Documentation/admin-guide/kernel-parameters.txt | 4 ++++ kernel/workqueue.c | 5 ++++- 2 files changed, 8 insertions(+), 1 deletion(-)
If creating a new worker takes longer than MAYDAY_INITIAL_TIMEOUT,
the rescuer thread will be woken up to process works scheduled on
@pool, resulting in sequential execution of all works. This may lead
to a situation where one work blocks others.
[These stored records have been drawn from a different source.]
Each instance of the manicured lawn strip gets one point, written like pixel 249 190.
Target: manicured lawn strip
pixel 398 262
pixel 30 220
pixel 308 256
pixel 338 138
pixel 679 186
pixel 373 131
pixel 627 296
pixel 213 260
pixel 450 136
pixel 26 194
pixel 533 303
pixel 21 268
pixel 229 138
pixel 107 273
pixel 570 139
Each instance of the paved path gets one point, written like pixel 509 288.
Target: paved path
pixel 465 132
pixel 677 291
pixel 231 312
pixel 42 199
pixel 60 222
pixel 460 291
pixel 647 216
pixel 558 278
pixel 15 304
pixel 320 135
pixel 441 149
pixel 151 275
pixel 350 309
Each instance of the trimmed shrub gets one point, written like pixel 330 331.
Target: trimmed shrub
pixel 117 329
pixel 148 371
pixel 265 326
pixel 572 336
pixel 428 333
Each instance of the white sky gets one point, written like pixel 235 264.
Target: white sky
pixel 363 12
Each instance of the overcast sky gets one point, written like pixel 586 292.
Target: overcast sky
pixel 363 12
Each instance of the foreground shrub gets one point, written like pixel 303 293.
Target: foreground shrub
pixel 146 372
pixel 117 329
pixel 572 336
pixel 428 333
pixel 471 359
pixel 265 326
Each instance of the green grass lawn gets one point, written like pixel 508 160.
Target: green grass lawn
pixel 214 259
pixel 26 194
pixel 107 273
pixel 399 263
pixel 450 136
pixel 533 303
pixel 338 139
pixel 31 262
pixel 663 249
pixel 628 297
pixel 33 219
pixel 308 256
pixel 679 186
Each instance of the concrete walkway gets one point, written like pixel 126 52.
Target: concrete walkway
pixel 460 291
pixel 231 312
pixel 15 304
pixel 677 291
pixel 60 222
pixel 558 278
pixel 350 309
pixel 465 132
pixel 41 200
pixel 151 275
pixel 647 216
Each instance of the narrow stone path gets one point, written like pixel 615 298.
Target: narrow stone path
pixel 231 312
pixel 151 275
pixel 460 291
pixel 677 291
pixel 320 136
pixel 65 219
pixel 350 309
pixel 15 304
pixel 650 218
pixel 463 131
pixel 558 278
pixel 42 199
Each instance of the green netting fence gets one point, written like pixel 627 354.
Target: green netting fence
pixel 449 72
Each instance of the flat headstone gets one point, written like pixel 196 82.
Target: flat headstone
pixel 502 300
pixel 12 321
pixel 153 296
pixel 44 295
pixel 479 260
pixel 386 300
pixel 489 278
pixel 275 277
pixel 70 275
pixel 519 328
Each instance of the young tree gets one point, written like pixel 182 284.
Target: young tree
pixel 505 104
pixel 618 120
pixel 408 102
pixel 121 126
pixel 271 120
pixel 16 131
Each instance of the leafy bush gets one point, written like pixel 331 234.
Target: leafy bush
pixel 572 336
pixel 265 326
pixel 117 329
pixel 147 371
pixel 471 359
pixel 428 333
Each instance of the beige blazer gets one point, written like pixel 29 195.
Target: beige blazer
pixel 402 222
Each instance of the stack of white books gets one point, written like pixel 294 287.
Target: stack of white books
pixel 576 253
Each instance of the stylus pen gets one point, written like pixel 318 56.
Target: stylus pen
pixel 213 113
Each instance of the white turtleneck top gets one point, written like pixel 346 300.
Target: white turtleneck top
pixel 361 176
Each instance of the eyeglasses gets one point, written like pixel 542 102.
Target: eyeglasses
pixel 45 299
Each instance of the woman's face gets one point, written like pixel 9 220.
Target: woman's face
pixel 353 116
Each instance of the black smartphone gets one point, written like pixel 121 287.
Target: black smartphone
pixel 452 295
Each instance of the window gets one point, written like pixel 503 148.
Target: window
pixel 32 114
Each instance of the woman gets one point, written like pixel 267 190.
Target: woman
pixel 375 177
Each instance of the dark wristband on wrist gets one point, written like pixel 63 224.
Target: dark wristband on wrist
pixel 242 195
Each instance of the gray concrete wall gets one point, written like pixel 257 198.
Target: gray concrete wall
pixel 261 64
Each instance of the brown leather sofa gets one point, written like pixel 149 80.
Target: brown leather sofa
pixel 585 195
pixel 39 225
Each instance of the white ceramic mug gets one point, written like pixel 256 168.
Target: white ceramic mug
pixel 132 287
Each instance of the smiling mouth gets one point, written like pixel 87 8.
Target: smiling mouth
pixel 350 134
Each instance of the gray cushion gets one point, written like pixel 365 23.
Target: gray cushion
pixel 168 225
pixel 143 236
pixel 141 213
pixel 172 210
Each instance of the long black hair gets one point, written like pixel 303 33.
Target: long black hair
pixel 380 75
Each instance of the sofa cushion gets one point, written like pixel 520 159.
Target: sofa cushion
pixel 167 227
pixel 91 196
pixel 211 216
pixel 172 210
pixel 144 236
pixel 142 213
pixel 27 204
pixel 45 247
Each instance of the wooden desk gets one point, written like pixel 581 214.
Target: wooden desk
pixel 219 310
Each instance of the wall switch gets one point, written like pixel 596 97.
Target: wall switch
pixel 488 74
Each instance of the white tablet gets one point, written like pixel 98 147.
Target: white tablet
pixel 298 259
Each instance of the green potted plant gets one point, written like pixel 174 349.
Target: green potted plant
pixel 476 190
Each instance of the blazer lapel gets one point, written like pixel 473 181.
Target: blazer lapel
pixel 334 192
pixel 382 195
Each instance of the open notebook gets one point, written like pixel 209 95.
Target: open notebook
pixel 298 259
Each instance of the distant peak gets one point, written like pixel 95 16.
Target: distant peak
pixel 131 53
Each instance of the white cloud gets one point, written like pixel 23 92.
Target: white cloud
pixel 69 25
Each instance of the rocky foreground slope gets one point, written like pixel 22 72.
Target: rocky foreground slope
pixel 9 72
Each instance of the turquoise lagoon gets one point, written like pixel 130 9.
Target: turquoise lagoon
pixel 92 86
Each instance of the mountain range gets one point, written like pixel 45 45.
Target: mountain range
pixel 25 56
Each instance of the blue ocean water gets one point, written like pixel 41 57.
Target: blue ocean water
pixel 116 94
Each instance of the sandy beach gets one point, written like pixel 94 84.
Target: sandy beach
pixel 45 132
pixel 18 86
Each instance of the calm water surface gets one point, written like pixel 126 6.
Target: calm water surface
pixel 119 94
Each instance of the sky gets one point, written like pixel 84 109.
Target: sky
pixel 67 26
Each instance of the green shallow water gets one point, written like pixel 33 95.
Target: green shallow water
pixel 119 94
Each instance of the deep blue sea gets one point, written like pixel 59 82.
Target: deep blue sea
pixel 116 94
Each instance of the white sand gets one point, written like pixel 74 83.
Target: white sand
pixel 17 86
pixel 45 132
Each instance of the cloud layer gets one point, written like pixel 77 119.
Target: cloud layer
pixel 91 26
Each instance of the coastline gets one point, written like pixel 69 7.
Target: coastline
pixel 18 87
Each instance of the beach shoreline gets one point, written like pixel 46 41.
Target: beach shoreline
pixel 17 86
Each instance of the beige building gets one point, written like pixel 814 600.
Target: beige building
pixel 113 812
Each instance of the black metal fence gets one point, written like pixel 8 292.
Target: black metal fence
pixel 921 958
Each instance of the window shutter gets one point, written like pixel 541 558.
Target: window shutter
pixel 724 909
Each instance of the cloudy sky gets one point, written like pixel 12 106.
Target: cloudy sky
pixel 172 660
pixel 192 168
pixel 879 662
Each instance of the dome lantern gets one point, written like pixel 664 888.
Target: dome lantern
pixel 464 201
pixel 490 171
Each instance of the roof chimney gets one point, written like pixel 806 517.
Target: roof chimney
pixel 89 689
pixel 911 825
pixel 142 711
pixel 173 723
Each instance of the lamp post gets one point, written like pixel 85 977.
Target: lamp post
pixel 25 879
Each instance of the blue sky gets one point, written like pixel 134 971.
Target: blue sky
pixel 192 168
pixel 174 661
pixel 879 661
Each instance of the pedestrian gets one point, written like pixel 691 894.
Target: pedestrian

However, the initial
rescue timeout defaults to 10 milliseconds, which can easily be
triggered in heavy-load environments.
---
Documentation/admin-guide/kernel-parameters.txt | 4 ++++
kernel/workqueue.c | 5 ++++-
2 files changed, 8 insertions(+), 1 deletion(-)
diff --git a/Documentation/admin-guide/kernel-parameters.txt
b/Documentation/admin-guide/kernel-parameters.txt
index 149bfa7..be3f488 100644
--- a/Documentation/admin-guide/kernel-parameters.txt
+++ b/Documentation/admin-guide/kernel-parameters.txt
@@ -7376,6 +7376,10 @@
When enabled, memory and cache locality will be
impacted.
+ workqueue.mayday_initial_timeout
+ Set the initial timeout (jiffies) for the mayday timer.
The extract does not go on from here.